Bulk of data files download with Python

UPDATE: The latest Python tutorial can be found here: Bulk Data Downloading in Python (API v3)

Hello, Dewey community. I am back to explore the Dewey datasets. This time with Python. I thought I created this R example based on a Python example, but it seems not? So, here, I made a Python version to download the bulk of files from Dewey. Hope this helps Python users.

import getpass
import json

import pandas as pd
import requests

DEWEY_TOKEN_URL = "https://marketplace.deweydata.io/api/auth/tks/get_token"
DEWEY_MP_ROOT   = "https://marketplace.deweydata.io"
DEWEY_DATA_ROOT = "https://marketplace.deweydata.io/api/data/v2/list"

# Get access token
def get_access_token(username, passw):
    response = requests.post(url=DEWEY_TOKEN_URL, data={}, auth=(username, passw))
    json_dict = json.loads(response.text)
    return json_dict["access_token"]

# Return file paths in the sub_path folder
def get_file_paths(token, sub_path=""):
    response = requests.get((DEWEY_DATA_ROOT + sub_path),
                            headers={"Authorization" : "Bearer " + token})
    json_text = json.loads(response.text)
    response_df = pd.DataFrame.from_dict(json_text)
    return response_df

# Download a single file from Dewey (src_url) to a local destination file (dest_file).
# Increase the timeout if you have a large file to download.
def download_file(token, src_url, dest_file, timeout=200):
    response = requests.get(src_url, headers={"Authorization" : "Bearer " + token}, timeout=timeout)
    open(dest_file, 'wb').write(response.content)
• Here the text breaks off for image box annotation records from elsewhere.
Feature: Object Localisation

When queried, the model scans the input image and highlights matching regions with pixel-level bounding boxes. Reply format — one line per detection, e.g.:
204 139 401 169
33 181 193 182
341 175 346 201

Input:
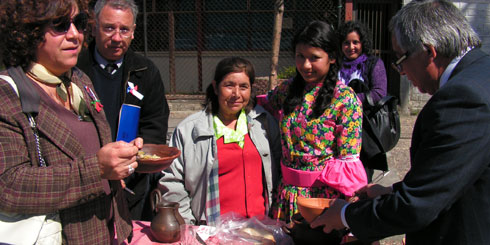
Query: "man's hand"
310 199 348 233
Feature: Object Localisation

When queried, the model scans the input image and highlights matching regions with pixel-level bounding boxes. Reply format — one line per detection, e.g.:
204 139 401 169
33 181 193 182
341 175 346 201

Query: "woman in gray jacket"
159 57 281 225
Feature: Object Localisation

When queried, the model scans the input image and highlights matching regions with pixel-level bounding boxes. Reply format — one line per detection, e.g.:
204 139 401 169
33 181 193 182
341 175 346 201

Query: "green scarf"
27 63 91 121
213 109 248 149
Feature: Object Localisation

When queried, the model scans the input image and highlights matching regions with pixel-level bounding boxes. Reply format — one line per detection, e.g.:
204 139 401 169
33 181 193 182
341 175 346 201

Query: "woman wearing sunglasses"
0 0 143 244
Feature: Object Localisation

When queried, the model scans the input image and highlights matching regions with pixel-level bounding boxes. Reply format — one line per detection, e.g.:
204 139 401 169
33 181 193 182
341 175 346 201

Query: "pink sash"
281 156 367 196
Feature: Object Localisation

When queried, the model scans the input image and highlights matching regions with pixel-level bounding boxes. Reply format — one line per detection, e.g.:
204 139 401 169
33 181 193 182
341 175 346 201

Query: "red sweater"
217 134 265 217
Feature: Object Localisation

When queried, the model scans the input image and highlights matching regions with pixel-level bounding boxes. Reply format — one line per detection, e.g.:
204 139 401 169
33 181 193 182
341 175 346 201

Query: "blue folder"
116 104 141 142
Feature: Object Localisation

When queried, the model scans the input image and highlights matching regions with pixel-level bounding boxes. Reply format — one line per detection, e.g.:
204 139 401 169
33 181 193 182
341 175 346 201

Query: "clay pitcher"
150 189 185 243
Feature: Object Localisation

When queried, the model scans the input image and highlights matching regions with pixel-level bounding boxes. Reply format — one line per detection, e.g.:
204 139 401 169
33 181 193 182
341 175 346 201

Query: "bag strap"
0 75 46 167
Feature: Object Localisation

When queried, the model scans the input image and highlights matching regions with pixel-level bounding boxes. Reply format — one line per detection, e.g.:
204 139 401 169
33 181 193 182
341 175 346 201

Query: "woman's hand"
97 138 143 180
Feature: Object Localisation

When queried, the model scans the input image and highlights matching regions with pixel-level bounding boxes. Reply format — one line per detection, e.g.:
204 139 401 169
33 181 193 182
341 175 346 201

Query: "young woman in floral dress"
267 21 367 222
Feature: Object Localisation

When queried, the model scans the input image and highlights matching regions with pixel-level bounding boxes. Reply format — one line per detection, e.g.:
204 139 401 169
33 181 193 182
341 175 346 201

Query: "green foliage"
277 66 296 79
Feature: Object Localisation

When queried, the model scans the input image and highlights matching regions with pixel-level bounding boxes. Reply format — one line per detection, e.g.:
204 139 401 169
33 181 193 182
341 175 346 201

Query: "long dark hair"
203 57 256 115
283 21 339 118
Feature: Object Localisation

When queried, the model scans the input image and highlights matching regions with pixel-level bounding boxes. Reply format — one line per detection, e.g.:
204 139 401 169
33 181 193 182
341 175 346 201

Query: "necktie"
104 63 117 74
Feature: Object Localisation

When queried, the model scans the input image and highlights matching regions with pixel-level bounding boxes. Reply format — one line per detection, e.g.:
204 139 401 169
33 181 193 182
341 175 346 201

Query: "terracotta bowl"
136 144 180 173
296 197 334 223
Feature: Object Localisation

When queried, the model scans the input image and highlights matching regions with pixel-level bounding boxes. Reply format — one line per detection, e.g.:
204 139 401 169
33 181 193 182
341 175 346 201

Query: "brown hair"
0 0 89 69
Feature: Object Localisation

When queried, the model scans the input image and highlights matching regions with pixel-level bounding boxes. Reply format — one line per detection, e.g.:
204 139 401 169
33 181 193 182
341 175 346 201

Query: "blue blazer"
345 49 490 245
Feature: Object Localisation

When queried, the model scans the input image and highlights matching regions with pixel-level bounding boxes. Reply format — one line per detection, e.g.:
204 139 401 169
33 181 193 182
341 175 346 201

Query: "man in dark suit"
311 0 490 244
77 0 169 221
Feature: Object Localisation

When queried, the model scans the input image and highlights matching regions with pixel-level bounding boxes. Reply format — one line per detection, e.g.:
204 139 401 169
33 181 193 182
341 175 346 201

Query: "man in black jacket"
77 0 169 220
311 0 490 245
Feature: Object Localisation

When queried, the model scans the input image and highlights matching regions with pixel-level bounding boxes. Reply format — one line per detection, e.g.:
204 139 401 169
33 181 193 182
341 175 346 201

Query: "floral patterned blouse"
267 79 367 222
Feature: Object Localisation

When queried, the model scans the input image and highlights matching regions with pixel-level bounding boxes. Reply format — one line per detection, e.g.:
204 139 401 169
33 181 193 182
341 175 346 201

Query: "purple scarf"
339 54 367 85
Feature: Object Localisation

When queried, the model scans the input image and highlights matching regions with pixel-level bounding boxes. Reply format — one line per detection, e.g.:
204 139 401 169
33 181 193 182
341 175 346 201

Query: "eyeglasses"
51 13 88 33
391 51 410 73
102 25 133 38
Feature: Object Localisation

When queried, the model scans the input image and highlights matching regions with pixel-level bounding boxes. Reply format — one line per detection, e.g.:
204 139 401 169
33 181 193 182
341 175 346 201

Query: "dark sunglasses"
51 13 88 33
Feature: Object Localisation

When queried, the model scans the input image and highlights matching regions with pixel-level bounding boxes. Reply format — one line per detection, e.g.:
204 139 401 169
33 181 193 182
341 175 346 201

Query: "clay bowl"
296 197 334 223
136 144 180 173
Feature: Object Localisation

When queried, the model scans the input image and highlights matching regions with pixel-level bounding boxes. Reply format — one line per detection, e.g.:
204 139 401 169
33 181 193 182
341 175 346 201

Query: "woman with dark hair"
339 21 388 182
0 0 143 244
267 21 367 221
159 57 281 225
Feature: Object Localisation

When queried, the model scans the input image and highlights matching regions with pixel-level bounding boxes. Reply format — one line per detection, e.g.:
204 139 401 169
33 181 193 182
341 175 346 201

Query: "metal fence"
131 0 345 94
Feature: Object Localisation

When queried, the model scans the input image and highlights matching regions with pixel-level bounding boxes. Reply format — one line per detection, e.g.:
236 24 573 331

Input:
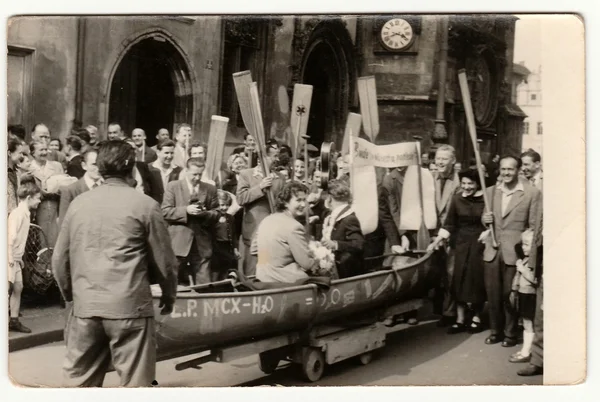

# Example ----------------------------------------------------------
# Avoid including your credentials in the code.
# You can hard type your credentials in the code as well though.
user_name = getpass.getpass("User name (email address)")
pass_word = getpass.getpass("Password")

# Get access token
tkn = get_access_token(user_name, pass_word)
tkn

# Get file paths in the "/2018/01/01/SAFEGRAPH/MPSP" sub folder.
file_paths = get_file_paths(token=tkn, sub_path="/2018/01/01/SAFEGRAPH/MPSP")
# Print first 5 paths
file_paths.head(5)

# Download the first file to C:/temp/, as an example.
# In the file_paths DataFrame,
# file_paths.loc[0, "url"] looks like:
# /api/data/v2/data/2018/01/01/SAFEGRAPH/MPSP/20180101-safegraph_mpsp_visit_panel_0'
# and file_paths.loc[0, "name"] looks like:
# visit_panel_summary.csv'.
src_url = DEWEY_MP_ROOT + file_paths.loc[0, "url"]
dest_file = "C:/temp/" + file_paths.loc[0, "name"]
download_file(tkn, src_url, dest_file)

# Done! Check out your "C:/temp/"
# ------------------------------------------------------------------

You can apply loops to download multiple files.

Thank you!
Donn

1 Like

Thank you so much for sharing this! Can you possibly provide an example of looping this for multiple files?

1 Like

Hi Sara,

Hope it’s not too late. It depends on the directory structure, but mine looks like the one below. It has years from 2018 to 2022 and each year has of course 12 months. In each month’s folder, there are multiple files. I downloaded them into one folder and file-named like “20180101_file name…”.

import traceback

PATTERN_DOWN_FOLDER = "C:/Temp/Dewey/SafeGraph/Patterns"

for year_ in range(2018, 2023):
    for month_ in range(1, 13):
        tkn = get_access_token(user_name, pass_word)
        tkn

        file_paths = get_file_paths(tkn, "/" + str(year_) + "/" +str(month_).rjust(2, "0") + "/01/SAFEGRAPH/MPSP")
        file_paths.sort_values(by = ["name"])

        ym_head_str = str(year_ * 10000 + month_ * 100 + 1)  # 20180101 format

        n_files = file_paths.shape[0]
        for i in range(0, n_files):
            src_url = DEWEY_MP_ROOT + file_paths.loc[i, "url"]

            # File names like "20180101_core_poi-geometry-patterns-part1.csv.gz"
            dest_file = PATTERN_DOWN_FOLDER + "/" + ym_head_str + "_" + file_paths.loc[i, "name"]
            print("Year-month:" + str(year_) + "-" + str(month_) + ":  " + str(i) + "/" + str(n_files-1))
            print("src_url: " + src_url)
            print("dest_file: " + dest_file)

            try:
                tkn = get_access_token(user_name, pass_word)
                tkn
                download_file(tkn, src_url, dest_file, timeout = 300)
            except:
                print("Warning occurred in file index " + str(i) + ". Moving forward to the next.")
                traceback.print_exc()

Hope this helps.
Donn

1 Like

Thank you very much, this was incredibly helpful. Appreciate the response!